The committee conduct an inquiry on how its subscribers are handling privacy and came up with a number of recommendations. It said subscribers could improve their practice by ensuring that documents are destroyed or de-identified when no longer required, and by developing policies that detail the steps required to disclose information to overseas recipients.

The committee also conducted an inquiry into the sale of consumer credit insurance. It found that subscribers were not reviewing their products annually, as recommended by COBA.

Only two subscribers specified that their reviews considered their products’ usefulness, reliability or value for customers, as required under the Code.

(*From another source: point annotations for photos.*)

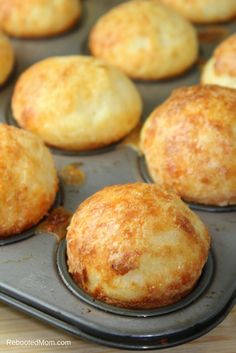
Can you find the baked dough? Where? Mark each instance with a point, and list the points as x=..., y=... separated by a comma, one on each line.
x=76, y=102
x=38, y=18
x=221, y=67
x=190, y=144
x=28, y=180
x=6, y=58
x=136, y=246
x=204, y=11
x=145, y=39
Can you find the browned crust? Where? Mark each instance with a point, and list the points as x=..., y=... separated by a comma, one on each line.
x=225, y=57
x=116, y=236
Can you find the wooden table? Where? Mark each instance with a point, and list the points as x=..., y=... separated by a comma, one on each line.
x=16, y=325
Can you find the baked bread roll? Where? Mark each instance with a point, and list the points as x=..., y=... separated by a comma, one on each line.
x=6, y=58
x=204, y=11
x=136, y=246
x=221, y=67
x=38, y=18
x=145, y=39
x=76, y=102
x=190, y=144
x=28, y=180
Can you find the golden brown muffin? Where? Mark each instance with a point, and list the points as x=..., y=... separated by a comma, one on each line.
x=204, y=11
x=6, y=58
x=145, y=39
x=136, y=246
x=76, y=102
x=28, y=180
x=190, y=144
x=38, y=18
x=221, y=68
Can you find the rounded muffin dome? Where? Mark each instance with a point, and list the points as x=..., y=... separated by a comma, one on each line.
x=6, y=58
x=145, y=39
x=190, y=144
x=76, y=102
x=28, y=180
x=136, y=246
x=221, y=68
x=204, y=11
x=38, y=18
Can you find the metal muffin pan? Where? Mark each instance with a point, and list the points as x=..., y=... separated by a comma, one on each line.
x=34, y=276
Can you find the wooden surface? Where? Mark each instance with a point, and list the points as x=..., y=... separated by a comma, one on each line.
x=16, y=325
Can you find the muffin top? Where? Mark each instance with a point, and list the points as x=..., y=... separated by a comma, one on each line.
x=190, y=144
x=145, y=39
x=38, y=18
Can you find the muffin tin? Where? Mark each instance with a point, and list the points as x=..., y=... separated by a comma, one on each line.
x=34, y=275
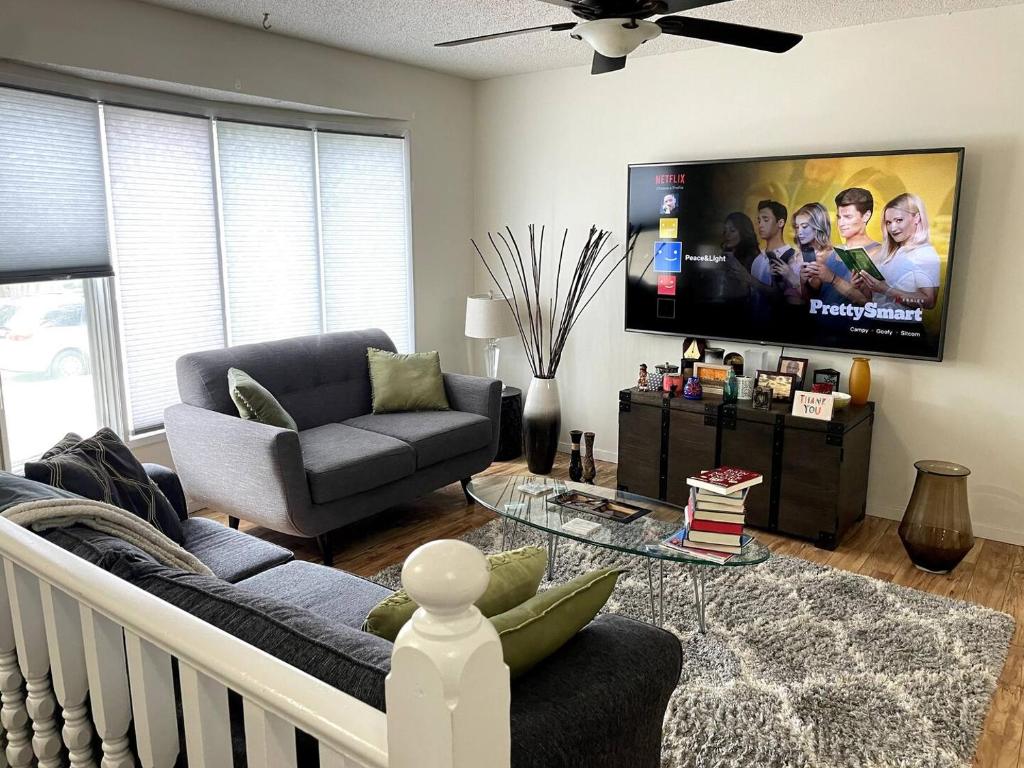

The number of code breaches reported by COBCCC’s 60 subscribers increased by almost 25 per cent to 2537 in 2019/20, compared with the previous year.

However, the proportion of subscribers reporting breaches fell from 85 per cent in 2018/19 to 73 per cent in the year to June.

Around 821,000 customers were directly financially affected by breaches, with 124,000 customers receiving the wrong payments on deposits because of a programming error, and 120,000 customers having their privacy breached after a third-party data host was attacked.Complaint numbers were similar to previous years, at 27,041.

Deposit taking products and service levels continue to be the major areas of concern.

Deposit-taking products accounted for 39 per cent of self-reported complaints and complaints relating to payments made up 27 per cent of all self-reported complaints. Credit products were the subject of 17 per cent of complaints.

The committee started seven new code breach investigations and continued to investigate two existing breach allegations that remained open at June 30.

Three of the cases involved responsible lending, three involved services issues, such as delays in providing service. Five involved the same subscriber.